We must nevertheless act with Charity and Compassion to all fellow humans (and the rest of Creation) and make the passage in this “valley of tears” as light and pleasant as possible.
If we are to develop a process to correct our current system, we must not confuse the issues of the cost of health care and the cost to society required to satisfy that cost. I think the current narrative has confused both issues and made them equal. Big mistake.
We must control the cost of health care and align it to evidence based and outcome validated treatments. The rubber meets the road in this instance in the physician-patient relationship. The physicians must exert leadership using those treatments that are empirically validated, And, the patients must accept personal responsibility in their care and in their life choices. Cigarette smoking, opiate addiction, weight control and sedentary lifestyles are just examples of poor health choices. Physicians must guide their patients as they choose these lifestyles and as they choose treatment options for the diseases they have encountered. Society and its government structures must provide the needed substrate to promote a healthy lifestyle: decreased pollution, promotion of activity, equitable distribution of income, affordable homes and education so that we can make better rational choices.

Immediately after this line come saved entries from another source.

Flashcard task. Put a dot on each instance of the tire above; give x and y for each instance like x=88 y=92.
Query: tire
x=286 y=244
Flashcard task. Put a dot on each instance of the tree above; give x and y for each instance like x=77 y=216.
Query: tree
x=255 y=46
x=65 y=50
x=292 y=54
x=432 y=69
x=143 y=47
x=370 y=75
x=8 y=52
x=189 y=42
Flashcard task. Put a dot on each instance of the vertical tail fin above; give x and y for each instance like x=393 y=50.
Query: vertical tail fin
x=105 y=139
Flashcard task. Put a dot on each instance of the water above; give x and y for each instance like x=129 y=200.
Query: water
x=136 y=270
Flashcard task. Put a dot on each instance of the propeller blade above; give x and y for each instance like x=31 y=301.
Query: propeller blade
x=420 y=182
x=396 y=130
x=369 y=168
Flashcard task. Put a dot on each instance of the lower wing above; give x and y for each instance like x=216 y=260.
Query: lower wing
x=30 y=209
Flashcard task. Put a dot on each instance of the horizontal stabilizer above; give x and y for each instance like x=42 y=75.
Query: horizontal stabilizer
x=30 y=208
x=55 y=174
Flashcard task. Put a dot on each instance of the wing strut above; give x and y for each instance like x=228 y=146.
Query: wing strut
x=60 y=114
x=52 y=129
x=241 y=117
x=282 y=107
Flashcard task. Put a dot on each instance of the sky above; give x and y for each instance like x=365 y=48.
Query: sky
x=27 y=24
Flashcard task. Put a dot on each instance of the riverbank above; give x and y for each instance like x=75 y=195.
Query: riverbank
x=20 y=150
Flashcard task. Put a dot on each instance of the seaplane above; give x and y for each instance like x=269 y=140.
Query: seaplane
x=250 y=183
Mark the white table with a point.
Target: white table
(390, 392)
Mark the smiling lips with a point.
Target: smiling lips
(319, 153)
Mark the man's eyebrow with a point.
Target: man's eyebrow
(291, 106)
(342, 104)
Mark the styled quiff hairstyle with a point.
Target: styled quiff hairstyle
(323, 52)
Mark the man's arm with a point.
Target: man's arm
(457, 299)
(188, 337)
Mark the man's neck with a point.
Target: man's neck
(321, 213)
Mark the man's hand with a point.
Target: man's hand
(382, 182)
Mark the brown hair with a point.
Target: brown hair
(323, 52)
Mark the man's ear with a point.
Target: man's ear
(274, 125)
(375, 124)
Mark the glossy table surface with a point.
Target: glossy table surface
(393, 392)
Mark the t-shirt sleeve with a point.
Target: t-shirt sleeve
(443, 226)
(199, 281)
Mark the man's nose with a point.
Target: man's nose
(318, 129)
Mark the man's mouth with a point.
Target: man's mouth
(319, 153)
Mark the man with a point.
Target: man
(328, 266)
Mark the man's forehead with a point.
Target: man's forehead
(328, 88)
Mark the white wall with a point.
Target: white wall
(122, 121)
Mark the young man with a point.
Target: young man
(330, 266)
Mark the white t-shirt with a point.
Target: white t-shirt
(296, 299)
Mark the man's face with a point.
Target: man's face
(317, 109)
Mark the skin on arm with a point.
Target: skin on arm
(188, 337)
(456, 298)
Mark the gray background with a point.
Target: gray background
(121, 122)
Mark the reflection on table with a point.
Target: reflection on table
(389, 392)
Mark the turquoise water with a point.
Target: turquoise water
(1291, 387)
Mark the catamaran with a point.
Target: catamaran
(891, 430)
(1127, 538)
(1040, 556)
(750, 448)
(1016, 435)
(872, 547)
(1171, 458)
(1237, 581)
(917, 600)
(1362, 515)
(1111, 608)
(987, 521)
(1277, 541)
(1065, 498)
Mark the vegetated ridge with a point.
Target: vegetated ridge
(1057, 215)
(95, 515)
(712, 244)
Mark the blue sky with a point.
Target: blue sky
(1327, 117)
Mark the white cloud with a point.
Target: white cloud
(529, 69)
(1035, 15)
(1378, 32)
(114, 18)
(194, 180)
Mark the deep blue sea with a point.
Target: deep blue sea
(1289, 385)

Health care reform is then societal reform! How intellectually arrogant can we be by thinking that a piece of legislation can change such a structure? It is not surprising that both ObamaCare and the Ryan/TrumpCare will fail,
We can and should do some changes (in the periphery?) that should be easier:
1. Provide Medicare with the ability to negotiate with the pharmaceutical companies
2. Prohibit the direct marketing of pharmaceuticals to MD’s and the media
3, Provide the sale of insurance products across state lines
4. Decrease the onerous regulation of health care, including the development of an Electronic Medical record that is universal or the ability of ENR’s to “talk” to each other.

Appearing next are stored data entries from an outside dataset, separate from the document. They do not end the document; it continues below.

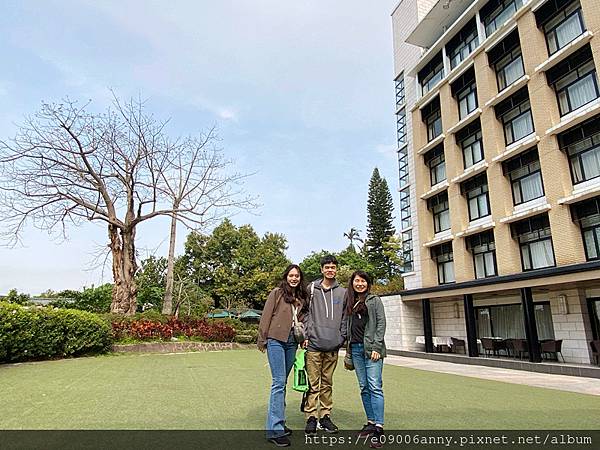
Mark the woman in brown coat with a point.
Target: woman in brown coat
(285, 305)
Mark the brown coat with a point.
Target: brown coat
(276, 319)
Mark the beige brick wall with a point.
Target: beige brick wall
(567, 241)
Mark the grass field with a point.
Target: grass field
(229, 390)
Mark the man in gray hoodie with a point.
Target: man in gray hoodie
(326, 333)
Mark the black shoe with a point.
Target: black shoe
(326, 424)
(281, 441)
(367, 430)
(311, 425)
(376, 438)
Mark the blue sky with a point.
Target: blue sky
(301, 92)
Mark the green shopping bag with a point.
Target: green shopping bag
(300, 377)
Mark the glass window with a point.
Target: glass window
(437, 165)
(401, 127)
(582, 145)
(525, 175)
(407, 251)
(587, 215)
(432, 117)
(535, 241)
(443, 255)
(469, 139)
(483, 248)
(431, 74)
(405, 208)
(515, 115)
(463, 44)
(574, 81)
(495, 12)
(403, 166)
(476, 192)
(439, 206)
(400, 97)
(561, 22)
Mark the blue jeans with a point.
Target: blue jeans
(370, 381)
(281, 357)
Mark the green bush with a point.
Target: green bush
(41, 333)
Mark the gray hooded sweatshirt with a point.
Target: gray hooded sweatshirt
(326, 318)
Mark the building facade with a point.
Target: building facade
(498, 114)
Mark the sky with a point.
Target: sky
(301, 93)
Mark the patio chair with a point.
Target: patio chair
(595, 345)
(552, 347)
(457, 344)
(519, 347)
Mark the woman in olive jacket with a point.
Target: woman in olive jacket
(366, 330)
(276, 336)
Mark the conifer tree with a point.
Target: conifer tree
(380, 226)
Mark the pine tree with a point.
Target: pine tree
(380, 226)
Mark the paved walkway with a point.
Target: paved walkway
(561, 382)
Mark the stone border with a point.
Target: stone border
(175, 347)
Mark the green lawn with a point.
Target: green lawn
(229, 390)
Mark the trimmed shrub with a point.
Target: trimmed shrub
(35, 332)
(145, 329)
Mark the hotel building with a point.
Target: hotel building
(498, 125)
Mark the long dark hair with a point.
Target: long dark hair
(289, 293)
(352, 296)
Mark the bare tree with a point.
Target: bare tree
(197, 181)
(66, 166)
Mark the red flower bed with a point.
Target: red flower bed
(148, 330)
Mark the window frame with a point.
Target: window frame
(533, 168)
(541, 233)
(440, 207)
(477, 188)
(471, 131)
(483, 244)
(549, 26)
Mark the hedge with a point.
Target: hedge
(34, 332)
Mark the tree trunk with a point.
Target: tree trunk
(168, 299)
(122, 247)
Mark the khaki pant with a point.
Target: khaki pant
(319, 368)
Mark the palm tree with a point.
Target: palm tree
(353, 235)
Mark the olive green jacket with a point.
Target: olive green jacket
(375, 326)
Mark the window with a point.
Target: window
(403, 166)
(437, 165)
(465, 91)
(400, 98)
(507, 61)
(561, 21)
(438, 205)
(495, 12)
(407, 251)
(469, 139)
(515, 115)
(582, 145)
(405, 208)
(431, 74)
(535, 241)
(574, 81)
(587, 215)
(443, 255)
(463, 44)
(483, 248)
(525, 176)
(401, 127)
(476, 192)
(432, 116)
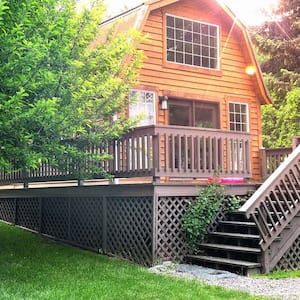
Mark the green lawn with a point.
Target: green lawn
(34, 268)
(280, 275)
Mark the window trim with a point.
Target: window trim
(208, 69)
(154, 106)
(192, 104)
(247, 116)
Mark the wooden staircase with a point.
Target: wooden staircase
(254, 239)
(234, 246)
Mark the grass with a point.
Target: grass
(35, 268)
(280, 275)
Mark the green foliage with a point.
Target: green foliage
(34, 268)
(277, 44)
(59, 89)
(201, 212)
(280, 274)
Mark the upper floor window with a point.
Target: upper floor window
(193, 43)
(142, 106)
(238, 117)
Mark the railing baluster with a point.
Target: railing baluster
(167, 154)
(185, 156)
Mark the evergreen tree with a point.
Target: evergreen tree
(278, 45)
(57, 92)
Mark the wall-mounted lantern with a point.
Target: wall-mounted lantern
(163, 100)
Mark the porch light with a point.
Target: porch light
(163, 100)
(250, 70)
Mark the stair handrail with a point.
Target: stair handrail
(252, 203)
(270, 223)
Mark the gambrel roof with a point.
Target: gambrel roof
(137, 16)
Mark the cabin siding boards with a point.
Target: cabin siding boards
(230, 83)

5. Data acquisition that directs future care (Evidence based medicine).
6. Seriously attack fraud and abuse
7. Using the Pareto Principle focus on: opiate addiction, automobile accidents, obesity and the cost of high risk populations (the great majority of Medicare expenditures occur in the last year of life of Medicare recipients).

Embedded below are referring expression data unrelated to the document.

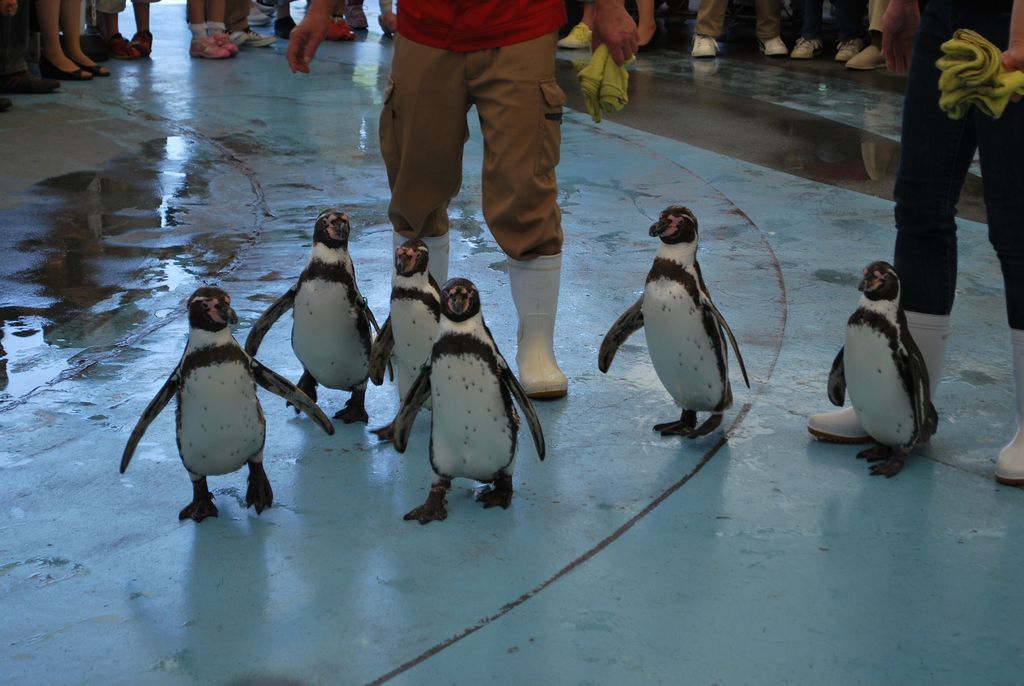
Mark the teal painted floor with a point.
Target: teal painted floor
(754, 555)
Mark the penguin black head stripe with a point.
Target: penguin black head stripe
(460, 299)
(210, 309)
(675, 224)
(411, 258)
(332, 228)
(880, 282)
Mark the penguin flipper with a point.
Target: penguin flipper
(706, 301)
(630, 322)
(521, 399)
(266, 319)
(156, 405)
(837, 381)
(279, 385)
(380, 352)
(415, 397)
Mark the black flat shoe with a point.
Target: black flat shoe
(94, 70)
(48, 71)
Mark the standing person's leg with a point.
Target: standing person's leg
(769, 28)
(520, 109)
(809, 43)
(422, 134)
(935, 156)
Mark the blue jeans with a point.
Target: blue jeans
(935, 155)
(849, 18)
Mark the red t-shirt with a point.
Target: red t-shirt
(465, 26)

This is longer than I intended, but it just gives you a flavor of the complexity of the issue. If we are to “solve” this, it must be a bipartisan effort, for Theratus is neither a Democrat or a Republican – they both will be in his grip.
Regarding Mozart # 3 Violin Concerto – I have Anne-Sophie Mutter with the Berliner Philharmoniker and Herbert Von Karajan on – for inspiration…
Thanks!
One could look at other countries with lower costs for different varieties of proven solutions. However, American lifestyles are also sicker than most, which needs to be addressed too. How to solve this culturally? If one can’t even get smokers to quit or curtail use, what hope is there for eating?
What percent of increased costs in America is the result of lifestyle? Fortunately none. The U.K. has high levels of obesity for example, but low costs. Ok, maybe not zero relationship, in that we don’t want to emulate U.K.’s system, but health can not possibly be a heavily weighted factor given this condition.
I must add that Medico-Legal reform and robust error mitigation must be part of this formula
Mozart? How about Bud Seger and “That old time rock n roll.” That kind of music just soothes the soul.
Are written transcripts of the podcasts available?
Nope, sorry! Agree about the old time rock ‘n roll, though. Was just watching old TAMI shows on YouTube last night–amazing stuff.
There’s nothing like good classical music to tickle the brain.
I have a suggestion in response to recent legislative developments:
Please look into providing encrypted access to your blog. Nobody should have the right to invade and sell our thoughts as ISPs are trying to do. Any site without an HTTPS connection is open to unfair eavesdropping by greedy, exploitive behavior.